- Early this morning [August 26] I received a phone call from Mary, a friend in Sweden who was born in Syria. She wanted me to check my Facebook account. A young Syrian woman, Nour, wanted to become friends with me. I accepted the request. A minute later, Nour wrote me her first message. She had pictures from Tabqa, a town that was totally emptied of Christian Assyrians [AINA 8-2-2013, 8-4-2013, 8-9-2013]. Nour also had the contact information of victims of fundamentalist Islam. They, the victims, want the world to know what has happened to them. A group of non-Syrian Mujahedeen drove them out of their homes.The message from the perpetrators was "convert to Islam or leave". I called one of the victims, and heard horrifying stories about religious and ethnic cleansing.
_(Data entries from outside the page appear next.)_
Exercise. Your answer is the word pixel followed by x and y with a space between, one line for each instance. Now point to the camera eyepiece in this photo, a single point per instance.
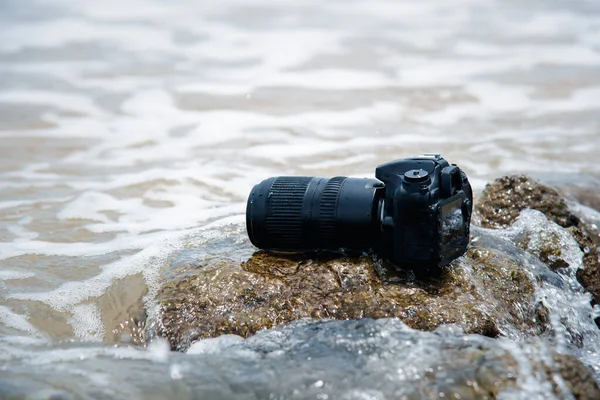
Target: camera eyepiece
pixel 416 213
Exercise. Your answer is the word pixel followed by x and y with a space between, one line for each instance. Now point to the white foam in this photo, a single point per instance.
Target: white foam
pixel 86 320
pixel 12 320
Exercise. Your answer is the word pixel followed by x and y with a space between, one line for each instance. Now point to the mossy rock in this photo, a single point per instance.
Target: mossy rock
pixel 484 292
pixel 502 202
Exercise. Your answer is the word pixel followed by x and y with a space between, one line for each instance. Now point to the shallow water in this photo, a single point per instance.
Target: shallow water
pixel 128 127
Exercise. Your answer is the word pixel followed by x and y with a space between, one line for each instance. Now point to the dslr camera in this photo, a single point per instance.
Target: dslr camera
pixel 416 214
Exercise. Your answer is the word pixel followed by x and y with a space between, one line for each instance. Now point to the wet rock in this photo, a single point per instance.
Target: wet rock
pixel 503 200
pixel 578 378
pixel 307 359
pixel 485 292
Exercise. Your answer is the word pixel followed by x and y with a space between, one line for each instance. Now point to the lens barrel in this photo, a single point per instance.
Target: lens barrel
pixel 300 213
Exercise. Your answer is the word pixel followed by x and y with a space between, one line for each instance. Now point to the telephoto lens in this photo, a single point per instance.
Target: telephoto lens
pixel 416 213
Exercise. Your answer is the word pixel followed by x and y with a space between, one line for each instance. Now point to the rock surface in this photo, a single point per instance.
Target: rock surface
pixel 494 291
pixel 485 292
pixel 503 200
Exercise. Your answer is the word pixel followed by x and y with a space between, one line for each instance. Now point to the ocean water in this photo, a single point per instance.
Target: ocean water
pixel 131 130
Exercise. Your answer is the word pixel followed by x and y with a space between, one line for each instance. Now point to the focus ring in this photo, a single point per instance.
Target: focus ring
pixel 283 220
pixel 327 209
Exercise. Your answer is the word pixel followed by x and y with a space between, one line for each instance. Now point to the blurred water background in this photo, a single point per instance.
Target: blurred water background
pixel 127 125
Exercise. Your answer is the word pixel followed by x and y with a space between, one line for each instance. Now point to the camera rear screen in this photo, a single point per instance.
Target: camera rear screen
pixel 452 222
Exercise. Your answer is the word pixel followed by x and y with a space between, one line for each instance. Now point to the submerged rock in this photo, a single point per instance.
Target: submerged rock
pixel 307 359
pixel 501 204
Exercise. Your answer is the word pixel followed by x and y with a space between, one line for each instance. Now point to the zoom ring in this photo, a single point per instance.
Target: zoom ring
pixel 283 222
pixel 327 210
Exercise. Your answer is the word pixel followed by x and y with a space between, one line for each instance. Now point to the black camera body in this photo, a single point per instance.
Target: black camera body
pixel 426 211
pixel 416 213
- Christians in Syria are a vulnerable group. They comprise approximately 8 percent of the population. Tabqa used to be a modern city with cinemas, hairdressers, fashion boutiques and restaurants. Now it is driven by men in beards who no longer allow any of that.
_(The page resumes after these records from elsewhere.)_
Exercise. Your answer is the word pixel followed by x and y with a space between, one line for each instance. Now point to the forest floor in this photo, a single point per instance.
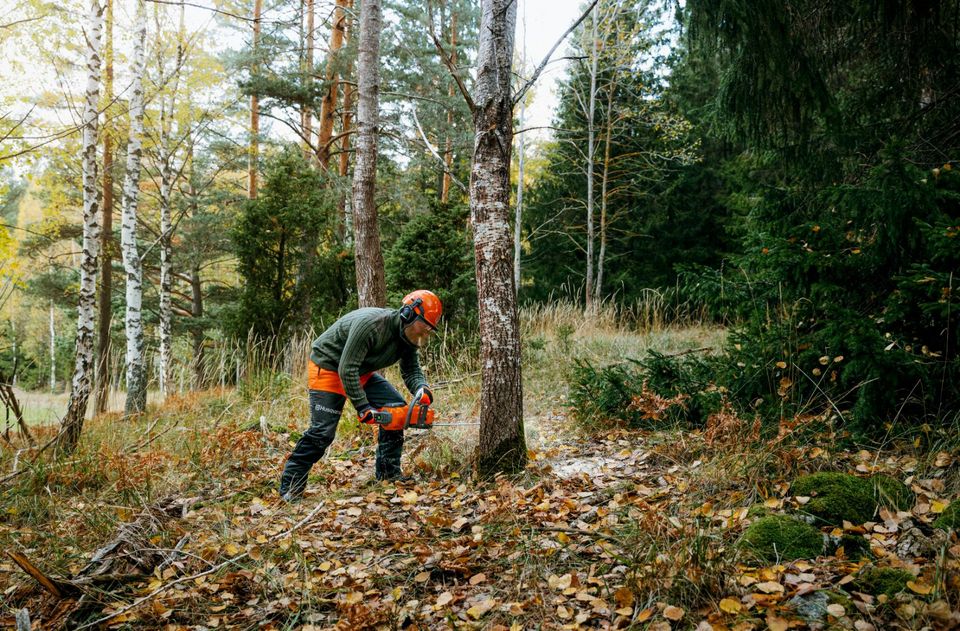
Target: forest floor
pixel 609 528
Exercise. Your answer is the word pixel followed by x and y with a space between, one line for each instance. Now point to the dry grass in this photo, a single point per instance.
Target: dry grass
pixel 204 441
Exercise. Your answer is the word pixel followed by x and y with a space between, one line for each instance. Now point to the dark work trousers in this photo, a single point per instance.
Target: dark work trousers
pixel 325 412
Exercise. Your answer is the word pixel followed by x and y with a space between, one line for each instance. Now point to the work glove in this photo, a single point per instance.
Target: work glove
pixel 426 397
pixel 365 414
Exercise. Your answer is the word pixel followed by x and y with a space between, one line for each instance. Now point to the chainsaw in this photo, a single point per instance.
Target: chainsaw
pixel 416 415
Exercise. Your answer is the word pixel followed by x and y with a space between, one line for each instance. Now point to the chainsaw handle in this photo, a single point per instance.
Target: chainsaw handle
pixel 418 411
pixel 376 417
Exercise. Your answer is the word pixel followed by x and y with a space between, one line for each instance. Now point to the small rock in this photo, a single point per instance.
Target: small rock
pixel 913 543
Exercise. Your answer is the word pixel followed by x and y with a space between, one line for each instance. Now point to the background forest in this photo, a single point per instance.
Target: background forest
pixel 773 188
pixel 794 184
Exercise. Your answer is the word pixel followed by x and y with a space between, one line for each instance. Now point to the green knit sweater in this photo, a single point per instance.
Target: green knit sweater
pixel 363 341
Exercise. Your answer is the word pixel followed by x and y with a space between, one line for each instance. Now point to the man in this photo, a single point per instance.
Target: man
pixel 343 363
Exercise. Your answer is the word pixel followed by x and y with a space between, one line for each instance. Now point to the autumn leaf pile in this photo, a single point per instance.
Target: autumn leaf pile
pixel 617 530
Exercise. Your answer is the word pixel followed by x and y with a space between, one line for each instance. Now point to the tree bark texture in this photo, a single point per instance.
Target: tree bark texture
pixel 346 123
pixel 604 179
pixel 329 105
pixel 253 152
pixel 136 368
pixel 371 285
pixel 307 112
pixel 502 446
pixel 167 178
pixel 591 108
pixel 106 258
pixel 72 425
pixel 448 147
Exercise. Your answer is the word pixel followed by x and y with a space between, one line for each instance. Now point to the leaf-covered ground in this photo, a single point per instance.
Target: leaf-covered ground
pixel 623 529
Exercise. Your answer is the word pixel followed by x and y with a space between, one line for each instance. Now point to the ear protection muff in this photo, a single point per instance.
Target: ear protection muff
pixel 408 313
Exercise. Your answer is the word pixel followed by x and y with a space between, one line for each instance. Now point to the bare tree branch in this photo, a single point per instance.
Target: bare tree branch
pixel 543 64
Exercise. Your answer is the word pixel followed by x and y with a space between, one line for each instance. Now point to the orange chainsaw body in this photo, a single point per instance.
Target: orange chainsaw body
pixel 415 415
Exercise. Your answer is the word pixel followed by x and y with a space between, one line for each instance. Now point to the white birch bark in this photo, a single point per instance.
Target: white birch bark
pixel 136 373
pixel 53 352
pixel 605 178
pixel 166 227
pixel 166 269
pixel 591 132
pixel 502 446
pixel 72 424
pixel 520 147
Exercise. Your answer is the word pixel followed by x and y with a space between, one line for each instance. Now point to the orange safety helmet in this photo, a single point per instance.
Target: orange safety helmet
pixel 421 304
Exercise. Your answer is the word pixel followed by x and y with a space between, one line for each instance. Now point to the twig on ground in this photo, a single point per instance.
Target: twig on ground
pixel 212 570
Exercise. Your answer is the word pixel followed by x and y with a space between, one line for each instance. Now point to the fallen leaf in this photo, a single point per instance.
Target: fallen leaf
pixel 673 613
pixel 770 587
pixel 623 597
pixel 730 605
pixel 481 608
pixel 559 583
pixel 919 587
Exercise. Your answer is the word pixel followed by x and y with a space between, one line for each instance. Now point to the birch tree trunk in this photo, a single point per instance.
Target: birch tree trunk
pixel 517 220
pixel 72 424
pixel 307 113
pixel 346 123
pixel 371 285
pixel 502 447
pixel 604 179
pixel 106 236
pixel 448 148
pixel 196 290
pixel 253 152
pixel 166 226
pixel 136 370
pixel 591 132
pixel 53 352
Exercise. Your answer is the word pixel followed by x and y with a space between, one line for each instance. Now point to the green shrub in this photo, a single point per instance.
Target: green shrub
pixel 949 518
pixel 781 538
pixel 434 251
pixel 680 385
pixel 603 394
pixel 835 497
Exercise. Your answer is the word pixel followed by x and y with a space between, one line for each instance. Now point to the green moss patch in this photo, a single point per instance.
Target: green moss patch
pixel 835 497
pixel 781 538
pixel 854 546
pixel 949 518
pixel 882 580
pixel 758 510
pixel 892 492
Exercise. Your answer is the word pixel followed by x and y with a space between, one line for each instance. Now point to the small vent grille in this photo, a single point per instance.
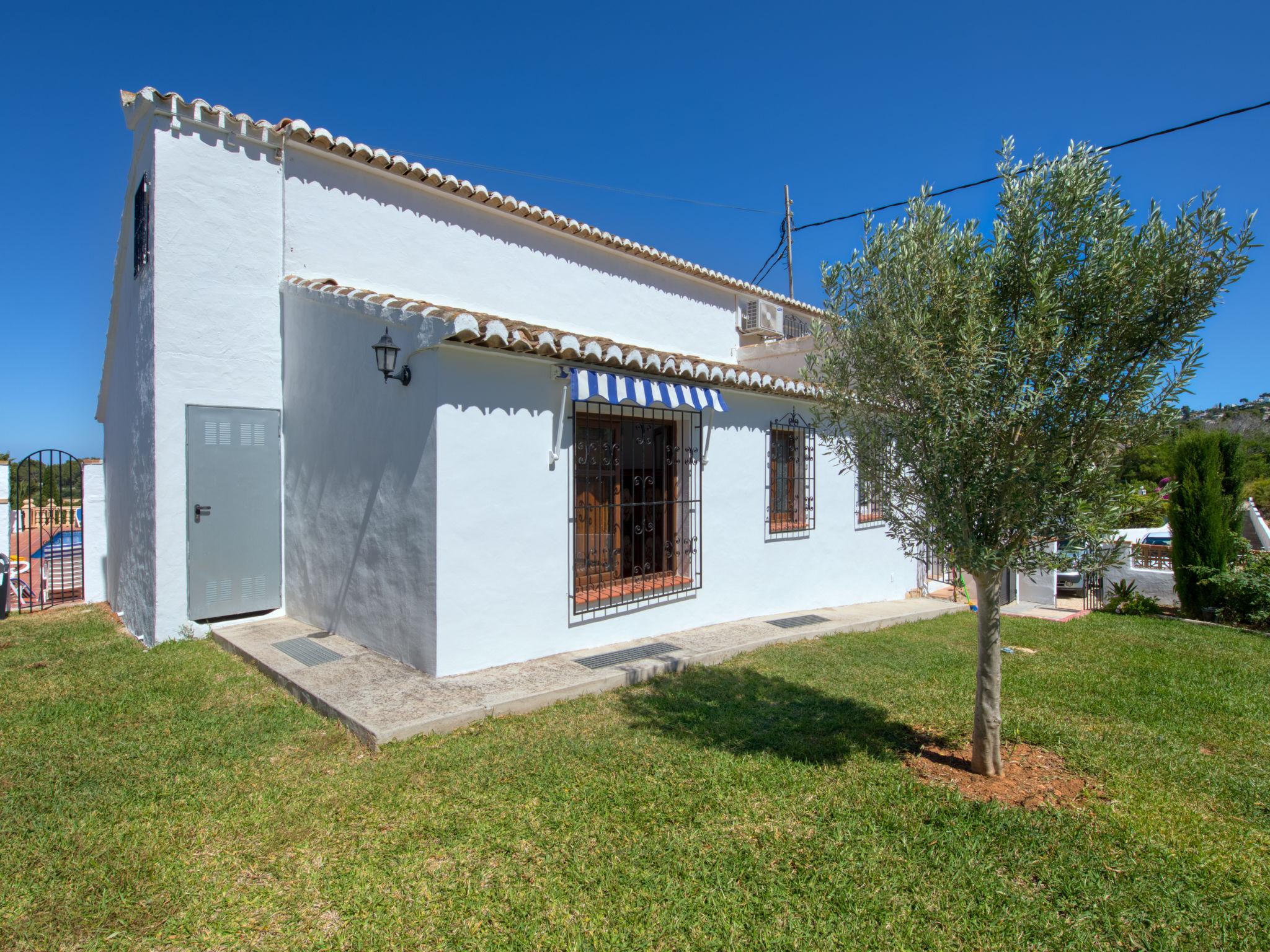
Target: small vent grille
pixel 306 651
pixel 252 434
pixel 216 433
pixel 629 654
pixel 253 587
pixel 797 621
- An hour after my interview with that refugee, US Secretary of State John Kerry declared "there must be accountability" on behalf of the victims of a chemical weapon attack. Considering all the evidence emerging from witnesses, from images, from human-rights groups and from medical information provided by Doctors Without Borders, Kerry said "these all strongly indicate" that "chemical weapsons were used in Syria," and that they were fired by the Syrian government.
- Doctors Without Borders didnt' appreciate its medical reports being used as a justification for possible military action. It issued a statement stressing that only "an independent investigation" can determine whether the hundreds of boides arriving at hospitals Aug. 21 were killed by chemical weapons, and that the organization has not placed blame anywhere.